An update of the Nesta Innovation Index for 2014
Nesta Working Paper 14/07
Issued: August 2014
JEL Classification: O47, E22, E01
Keywords: Innovation, Productivity Growth, Intangibles
Abstract
This paper provides an update of the Nesta Innovation Index for 2014, and tries to calculate some facts for the ‘knowledge economy’. Building on the work of Corrado, Hulten and Sichel (CHS, 2005/9), using new data sets and a new micro survey, we document UK intangible investment and see how it contributes to economic growth.
Regarding investment in knowledge/intangibles, we find (a) this is now 44 per cent greater than tangible investment, in 2011, £127bn and £88bn respectively; (b) R&D is about 13 per cent of total intangible investment, software 19 per cent, design 10 per cent, training and organizational capital both 20 per cent; (d) the most intangible-intensive industry is the information and communications industry, where intangible investment is 19 per cent of value added and (e) compared to the National Accounts, treating additional intangible expenditures as investment raises market sector value added growth in the 1990s and the early 2000s, but lowers growth in the late 2000s.

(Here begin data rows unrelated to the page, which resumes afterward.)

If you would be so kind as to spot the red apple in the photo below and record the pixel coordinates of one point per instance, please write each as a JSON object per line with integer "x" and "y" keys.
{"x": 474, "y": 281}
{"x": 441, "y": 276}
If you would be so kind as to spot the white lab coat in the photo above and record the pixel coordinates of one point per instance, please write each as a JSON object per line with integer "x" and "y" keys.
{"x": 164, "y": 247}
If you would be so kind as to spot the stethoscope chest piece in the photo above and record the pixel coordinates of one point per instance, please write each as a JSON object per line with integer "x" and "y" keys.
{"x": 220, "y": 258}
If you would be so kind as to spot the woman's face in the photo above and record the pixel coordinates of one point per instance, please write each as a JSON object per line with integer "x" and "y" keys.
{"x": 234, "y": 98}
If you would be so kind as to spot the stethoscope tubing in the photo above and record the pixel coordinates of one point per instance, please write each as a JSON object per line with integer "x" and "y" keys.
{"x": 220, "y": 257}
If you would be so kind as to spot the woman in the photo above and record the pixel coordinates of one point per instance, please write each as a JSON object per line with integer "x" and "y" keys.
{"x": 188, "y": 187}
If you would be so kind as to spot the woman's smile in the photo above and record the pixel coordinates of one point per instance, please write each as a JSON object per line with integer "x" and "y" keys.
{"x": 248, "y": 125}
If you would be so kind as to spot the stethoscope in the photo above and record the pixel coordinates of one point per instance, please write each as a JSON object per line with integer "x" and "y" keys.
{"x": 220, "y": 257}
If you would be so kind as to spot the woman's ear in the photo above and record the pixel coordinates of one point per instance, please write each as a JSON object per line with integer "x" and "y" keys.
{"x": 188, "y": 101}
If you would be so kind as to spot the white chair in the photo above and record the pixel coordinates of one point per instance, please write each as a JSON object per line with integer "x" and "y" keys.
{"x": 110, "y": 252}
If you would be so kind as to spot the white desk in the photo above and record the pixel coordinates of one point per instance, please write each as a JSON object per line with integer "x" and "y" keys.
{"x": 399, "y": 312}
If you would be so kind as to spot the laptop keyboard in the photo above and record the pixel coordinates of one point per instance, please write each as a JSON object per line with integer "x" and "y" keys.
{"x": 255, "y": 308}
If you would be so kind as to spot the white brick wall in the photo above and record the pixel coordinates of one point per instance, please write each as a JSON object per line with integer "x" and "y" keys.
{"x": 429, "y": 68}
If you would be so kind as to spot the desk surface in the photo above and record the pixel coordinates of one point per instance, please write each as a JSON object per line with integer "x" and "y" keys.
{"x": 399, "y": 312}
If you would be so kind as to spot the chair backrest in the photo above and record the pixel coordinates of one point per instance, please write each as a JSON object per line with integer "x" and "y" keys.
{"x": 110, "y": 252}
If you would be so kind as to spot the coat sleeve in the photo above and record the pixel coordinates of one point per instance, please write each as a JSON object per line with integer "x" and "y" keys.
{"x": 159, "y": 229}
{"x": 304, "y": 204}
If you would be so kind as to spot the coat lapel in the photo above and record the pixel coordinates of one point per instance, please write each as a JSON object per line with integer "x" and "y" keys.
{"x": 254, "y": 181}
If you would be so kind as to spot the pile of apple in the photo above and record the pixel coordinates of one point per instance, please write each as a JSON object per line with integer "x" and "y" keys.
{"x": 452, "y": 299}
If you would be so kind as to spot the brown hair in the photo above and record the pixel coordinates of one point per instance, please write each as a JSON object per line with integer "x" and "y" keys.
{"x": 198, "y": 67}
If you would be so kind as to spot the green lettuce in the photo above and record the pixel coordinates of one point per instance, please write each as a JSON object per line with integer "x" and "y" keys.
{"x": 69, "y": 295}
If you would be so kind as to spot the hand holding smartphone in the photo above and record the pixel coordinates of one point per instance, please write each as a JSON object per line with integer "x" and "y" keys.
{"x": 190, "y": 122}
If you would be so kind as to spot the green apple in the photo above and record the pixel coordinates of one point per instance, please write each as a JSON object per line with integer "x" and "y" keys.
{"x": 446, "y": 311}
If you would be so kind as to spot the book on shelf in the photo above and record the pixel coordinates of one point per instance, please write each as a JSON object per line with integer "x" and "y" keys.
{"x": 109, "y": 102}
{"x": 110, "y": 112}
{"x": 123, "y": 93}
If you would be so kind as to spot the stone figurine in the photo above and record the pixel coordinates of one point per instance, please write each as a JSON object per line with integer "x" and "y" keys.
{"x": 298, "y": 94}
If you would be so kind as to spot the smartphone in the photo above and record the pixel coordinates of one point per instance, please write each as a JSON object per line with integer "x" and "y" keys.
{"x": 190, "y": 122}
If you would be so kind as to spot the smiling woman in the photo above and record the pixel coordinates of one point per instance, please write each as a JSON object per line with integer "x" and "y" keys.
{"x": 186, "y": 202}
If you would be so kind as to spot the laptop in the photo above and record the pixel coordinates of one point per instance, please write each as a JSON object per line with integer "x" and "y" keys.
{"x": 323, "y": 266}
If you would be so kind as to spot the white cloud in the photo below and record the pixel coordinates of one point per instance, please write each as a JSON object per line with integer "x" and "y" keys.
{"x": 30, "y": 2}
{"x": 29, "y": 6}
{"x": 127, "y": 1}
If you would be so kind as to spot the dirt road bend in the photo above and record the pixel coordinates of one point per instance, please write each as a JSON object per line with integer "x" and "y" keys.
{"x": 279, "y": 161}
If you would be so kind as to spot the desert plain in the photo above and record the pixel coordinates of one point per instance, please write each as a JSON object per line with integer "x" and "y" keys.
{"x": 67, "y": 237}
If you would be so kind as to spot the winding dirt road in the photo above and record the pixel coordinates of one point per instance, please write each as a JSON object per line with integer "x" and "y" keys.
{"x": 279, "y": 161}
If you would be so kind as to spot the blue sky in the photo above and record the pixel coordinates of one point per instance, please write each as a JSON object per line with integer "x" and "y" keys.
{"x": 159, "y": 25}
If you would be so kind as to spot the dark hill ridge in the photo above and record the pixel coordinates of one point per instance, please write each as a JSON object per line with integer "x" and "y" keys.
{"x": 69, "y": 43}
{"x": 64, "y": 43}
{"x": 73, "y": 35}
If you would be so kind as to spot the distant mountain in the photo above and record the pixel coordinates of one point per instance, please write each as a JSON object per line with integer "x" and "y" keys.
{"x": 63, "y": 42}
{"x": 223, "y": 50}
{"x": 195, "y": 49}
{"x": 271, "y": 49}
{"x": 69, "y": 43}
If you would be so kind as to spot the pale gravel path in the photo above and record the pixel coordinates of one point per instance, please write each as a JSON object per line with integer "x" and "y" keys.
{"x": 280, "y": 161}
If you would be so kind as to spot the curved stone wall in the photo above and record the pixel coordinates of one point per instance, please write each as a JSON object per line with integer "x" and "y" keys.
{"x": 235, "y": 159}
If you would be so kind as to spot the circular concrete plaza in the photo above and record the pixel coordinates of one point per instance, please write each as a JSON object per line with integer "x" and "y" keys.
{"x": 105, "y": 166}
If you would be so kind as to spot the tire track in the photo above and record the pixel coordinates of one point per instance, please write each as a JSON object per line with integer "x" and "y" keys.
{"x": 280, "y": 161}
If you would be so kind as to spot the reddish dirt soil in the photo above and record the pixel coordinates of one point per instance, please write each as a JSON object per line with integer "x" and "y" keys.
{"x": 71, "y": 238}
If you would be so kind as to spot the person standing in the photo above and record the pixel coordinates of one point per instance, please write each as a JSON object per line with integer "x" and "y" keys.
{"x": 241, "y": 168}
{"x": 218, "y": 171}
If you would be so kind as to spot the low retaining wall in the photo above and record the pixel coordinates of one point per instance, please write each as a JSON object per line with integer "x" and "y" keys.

Regarding the contribution to growth, for 2005-11, (a) intangible capital deepening accounts for 14% of labour productivity growth, against computer hardware, 8 per cent; (b) TFP over the period was negative at -0.9 per cent pa.; (c) capitalising R&D adds 0.05 per cent to input growth and 0.02 per cent to output growth. On industries, manufacturing accounts for 35 per cent of intangible capital deepening in the UK market sector, information and communication accounts for 17 per cent, and financial services accounts for 14 per cent.